In questo contesto, l’ingiustizia sociale e la disuguaglianza alimentano ulteriore incertezza. E a proposito di “25”, noi giovani affrontiamo una “quarter-life crisis”: un periodo di ansia e stress legato all’incapacità di realizzarsi in un sistema che sembra fornire sempre meno opportunità. I dati parlano chiaro: il 70% degli under 30 vive con i genitori; più del 50% dello stipendio va in affitto (considerando che le banche calcolano un mutuo sostenibile entro il 30% dello stipendio); chi ha meno di 30 anni guadagna in media 12.000 euro in meno rispetto alla media nazionale.
Le cause dell’incertezza
Le cause di questa condizione di incertezza sono molteplici e riverberano in noi. La contraddizione tra aspettative e realtà: quando ciò che abbiamo studiato e costruito si scontra con una realtà che disattende le aspettative, si genera confusione. Il conflitto tra valori e comportamenti: agire in contrasto con i propri ideali, magari per necessità economica, può generare una dissonanza cognitiva che mina la stabilità interiore. E poi l’ingiustizia sociale, l’impotenza di fronte a ingiustizie sistemiche che alimenta una sensazione di precarietà e spinge verso soluzioni estreme o radicali.
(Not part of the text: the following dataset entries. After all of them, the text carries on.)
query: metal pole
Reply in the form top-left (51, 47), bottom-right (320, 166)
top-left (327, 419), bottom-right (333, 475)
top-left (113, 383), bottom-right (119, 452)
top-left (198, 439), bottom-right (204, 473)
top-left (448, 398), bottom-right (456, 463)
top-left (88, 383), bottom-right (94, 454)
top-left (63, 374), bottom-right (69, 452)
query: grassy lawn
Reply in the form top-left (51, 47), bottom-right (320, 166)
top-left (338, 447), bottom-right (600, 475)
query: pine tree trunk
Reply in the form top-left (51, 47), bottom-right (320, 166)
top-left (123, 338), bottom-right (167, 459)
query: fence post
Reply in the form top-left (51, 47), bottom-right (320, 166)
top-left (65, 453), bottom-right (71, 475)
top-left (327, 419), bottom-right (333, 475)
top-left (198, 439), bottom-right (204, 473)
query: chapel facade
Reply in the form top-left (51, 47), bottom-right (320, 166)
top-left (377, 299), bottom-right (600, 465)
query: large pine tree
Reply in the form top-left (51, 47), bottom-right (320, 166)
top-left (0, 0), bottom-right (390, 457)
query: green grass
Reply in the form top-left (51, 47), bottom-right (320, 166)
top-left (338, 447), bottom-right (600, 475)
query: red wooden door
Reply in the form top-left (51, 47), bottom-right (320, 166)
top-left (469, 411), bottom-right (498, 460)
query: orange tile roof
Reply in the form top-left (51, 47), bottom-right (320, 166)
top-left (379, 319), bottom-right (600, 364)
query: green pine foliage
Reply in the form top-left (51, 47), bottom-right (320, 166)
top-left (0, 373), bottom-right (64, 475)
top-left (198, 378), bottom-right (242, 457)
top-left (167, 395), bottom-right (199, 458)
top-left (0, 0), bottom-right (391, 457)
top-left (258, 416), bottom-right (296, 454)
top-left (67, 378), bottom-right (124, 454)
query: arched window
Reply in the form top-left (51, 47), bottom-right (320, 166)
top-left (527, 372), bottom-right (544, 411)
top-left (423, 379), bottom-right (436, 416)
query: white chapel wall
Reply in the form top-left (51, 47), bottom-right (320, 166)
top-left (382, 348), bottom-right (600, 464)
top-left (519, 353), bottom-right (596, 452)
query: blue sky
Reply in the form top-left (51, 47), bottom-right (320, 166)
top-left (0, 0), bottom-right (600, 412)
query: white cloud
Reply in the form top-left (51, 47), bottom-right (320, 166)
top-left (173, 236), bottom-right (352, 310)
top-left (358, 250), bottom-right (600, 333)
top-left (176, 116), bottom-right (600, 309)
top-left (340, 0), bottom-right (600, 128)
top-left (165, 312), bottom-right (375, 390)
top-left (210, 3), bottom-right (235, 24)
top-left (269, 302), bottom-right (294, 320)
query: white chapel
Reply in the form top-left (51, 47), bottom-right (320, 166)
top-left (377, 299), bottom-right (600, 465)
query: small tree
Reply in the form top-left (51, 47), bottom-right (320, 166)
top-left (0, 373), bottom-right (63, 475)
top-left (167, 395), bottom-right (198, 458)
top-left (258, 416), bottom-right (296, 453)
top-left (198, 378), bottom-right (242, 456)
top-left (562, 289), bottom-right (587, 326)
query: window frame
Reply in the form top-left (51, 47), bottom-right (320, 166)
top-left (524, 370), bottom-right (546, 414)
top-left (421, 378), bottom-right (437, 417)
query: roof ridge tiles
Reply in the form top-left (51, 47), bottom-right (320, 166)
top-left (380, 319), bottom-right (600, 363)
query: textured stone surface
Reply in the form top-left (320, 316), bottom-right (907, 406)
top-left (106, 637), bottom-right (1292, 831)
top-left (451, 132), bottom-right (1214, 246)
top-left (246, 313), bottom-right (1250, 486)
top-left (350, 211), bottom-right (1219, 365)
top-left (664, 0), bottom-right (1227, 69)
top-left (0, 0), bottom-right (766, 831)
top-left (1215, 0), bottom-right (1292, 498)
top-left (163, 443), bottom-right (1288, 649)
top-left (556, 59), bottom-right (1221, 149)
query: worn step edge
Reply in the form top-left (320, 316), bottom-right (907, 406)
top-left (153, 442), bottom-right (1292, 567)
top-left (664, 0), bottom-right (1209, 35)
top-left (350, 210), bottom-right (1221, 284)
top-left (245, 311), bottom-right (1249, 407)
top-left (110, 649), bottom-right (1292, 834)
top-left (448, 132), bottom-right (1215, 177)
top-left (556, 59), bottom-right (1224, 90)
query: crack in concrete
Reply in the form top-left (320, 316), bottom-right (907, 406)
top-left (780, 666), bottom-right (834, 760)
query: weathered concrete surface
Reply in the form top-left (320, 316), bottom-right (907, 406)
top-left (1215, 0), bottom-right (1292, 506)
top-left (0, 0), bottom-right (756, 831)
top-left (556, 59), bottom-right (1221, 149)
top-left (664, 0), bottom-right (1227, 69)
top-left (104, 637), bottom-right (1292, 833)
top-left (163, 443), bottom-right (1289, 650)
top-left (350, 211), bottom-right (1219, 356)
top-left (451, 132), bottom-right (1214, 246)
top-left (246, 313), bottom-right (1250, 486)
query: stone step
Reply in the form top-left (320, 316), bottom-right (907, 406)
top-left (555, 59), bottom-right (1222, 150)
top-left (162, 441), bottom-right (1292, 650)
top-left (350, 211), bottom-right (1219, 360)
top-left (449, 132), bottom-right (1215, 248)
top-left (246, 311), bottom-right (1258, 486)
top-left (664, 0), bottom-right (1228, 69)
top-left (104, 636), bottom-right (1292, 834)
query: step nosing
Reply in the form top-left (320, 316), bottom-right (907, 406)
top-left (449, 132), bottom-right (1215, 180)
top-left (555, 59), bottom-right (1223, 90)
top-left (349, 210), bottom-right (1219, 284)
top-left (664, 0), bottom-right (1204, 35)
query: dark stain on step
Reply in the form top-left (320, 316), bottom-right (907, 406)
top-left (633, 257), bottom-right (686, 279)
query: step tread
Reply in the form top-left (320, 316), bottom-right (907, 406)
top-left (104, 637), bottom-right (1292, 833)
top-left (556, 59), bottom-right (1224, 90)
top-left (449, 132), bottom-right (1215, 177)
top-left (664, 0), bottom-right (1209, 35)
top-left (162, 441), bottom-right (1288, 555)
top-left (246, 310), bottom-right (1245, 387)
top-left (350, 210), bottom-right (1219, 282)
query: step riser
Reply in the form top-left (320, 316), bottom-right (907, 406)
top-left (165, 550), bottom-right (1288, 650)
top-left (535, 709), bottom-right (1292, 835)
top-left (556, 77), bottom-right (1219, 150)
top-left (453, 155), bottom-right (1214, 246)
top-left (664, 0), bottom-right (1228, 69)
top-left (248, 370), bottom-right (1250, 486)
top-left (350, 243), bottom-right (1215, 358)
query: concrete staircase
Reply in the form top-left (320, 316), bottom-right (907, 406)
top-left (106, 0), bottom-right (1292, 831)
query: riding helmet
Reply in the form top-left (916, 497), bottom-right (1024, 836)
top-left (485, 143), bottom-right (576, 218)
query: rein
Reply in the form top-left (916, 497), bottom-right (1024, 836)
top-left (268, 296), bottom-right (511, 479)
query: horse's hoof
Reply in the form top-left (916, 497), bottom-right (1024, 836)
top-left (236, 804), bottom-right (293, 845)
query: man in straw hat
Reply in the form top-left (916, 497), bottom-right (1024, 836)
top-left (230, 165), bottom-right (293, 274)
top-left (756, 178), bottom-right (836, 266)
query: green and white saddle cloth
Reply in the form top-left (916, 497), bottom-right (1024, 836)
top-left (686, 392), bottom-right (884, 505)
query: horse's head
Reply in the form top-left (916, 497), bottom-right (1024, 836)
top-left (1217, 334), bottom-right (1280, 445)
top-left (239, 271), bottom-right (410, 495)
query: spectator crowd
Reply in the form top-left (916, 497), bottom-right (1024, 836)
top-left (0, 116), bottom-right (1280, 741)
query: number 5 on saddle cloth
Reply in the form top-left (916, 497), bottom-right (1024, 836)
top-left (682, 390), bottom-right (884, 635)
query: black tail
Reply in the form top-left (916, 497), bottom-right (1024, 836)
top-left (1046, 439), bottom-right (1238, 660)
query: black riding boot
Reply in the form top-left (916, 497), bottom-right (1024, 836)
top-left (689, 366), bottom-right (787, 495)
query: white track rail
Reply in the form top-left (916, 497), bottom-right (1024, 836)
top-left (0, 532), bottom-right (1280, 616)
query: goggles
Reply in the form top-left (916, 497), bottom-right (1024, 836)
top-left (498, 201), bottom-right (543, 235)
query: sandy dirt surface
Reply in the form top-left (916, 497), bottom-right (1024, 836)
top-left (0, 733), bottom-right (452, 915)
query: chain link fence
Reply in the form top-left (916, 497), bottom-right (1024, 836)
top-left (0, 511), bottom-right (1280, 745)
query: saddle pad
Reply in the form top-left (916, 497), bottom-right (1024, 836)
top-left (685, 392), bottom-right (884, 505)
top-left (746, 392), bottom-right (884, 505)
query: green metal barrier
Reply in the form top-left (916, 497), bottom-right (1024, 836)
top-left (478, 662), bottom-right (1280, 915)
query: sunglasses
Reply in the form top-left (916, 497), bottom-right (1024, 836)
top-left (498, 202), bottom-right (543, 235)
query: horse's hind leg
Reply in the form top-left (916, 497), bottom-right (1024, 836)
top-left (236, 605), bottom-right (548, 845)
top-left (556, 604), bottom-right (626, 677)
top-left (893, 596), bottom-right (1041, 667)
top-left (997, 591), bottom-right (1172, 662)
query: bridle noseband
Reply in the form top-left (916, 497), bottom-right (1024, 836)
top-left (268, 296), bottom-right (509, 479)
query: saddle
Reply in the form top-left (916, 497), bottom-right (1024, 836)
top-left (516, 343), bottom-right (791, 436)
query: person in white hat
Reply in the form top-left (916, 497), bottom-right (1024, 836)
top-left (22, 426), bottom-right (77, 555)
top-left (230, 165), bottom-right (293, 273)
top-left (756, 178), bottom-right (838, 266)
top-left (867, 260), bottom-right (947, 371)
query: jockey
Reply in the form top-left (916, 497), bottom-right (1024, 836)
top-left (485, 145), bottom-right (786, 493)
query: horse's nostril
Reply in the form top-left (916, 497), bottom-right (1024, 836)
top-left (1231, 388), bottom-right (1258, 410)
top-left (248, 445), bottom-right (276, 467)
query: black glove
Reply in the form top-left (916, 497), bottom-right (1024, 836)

Un mondo in fase adolescenziale?
Il mondo, oggi, somiglia a un adolescente che sta cercando di ridefinire la propria identità. Le vecchie certezze si stanno sgretolando e nuovi paradigmi sono ancora in fase embrionale. Come nell’adolescenza, è un momento di transizione, di crisi e di esplorazione. Ma è anche un momento pericoloso, in cui le scelte fatte potranno definire il futuro per decenni.
La ricerca di una nuova verità
Viviamo in un mondo scosso, privo di una verità solida (o meglio, stabile e condivisa), ancora in conflitto con il vecchio e con poche idee per il nuovo. Come in un terremoto sociale, i vecchi punti di riferimento sono stati spazzati via, e ci troviamo in attesa di capire cosa emergerà dai maremoti che scuotono la nostra epoca.
Per ora, nessun vulcano è esploso, ma tutti i segnali suggeriscono che è solo questione di tempo. In questo scenario, l’unica cosa che ci rimane da fare è cercare una verità nella quale possiamo credere intimamente e moralmente, e perseguire quella. L’unica stella polare, non riuscieremo a trovarla fuori ma dentro di noi e riguarderà una verità più vicina all’anima di quanto non si creda. Una verità in cui il concetto di coscienza possa riposare e sentirsi a suo agio. Questa verità, intima e morale, è forse l’unico antidoto all’incertezza che domina tanto il micro quanto il macro.
Consiglio per il quarto di secolo
Individuate una bussola e un Polo Nord in cui credere. Coprite i lati degli occhi, tappatevi le orecchie e andate fino in fondo.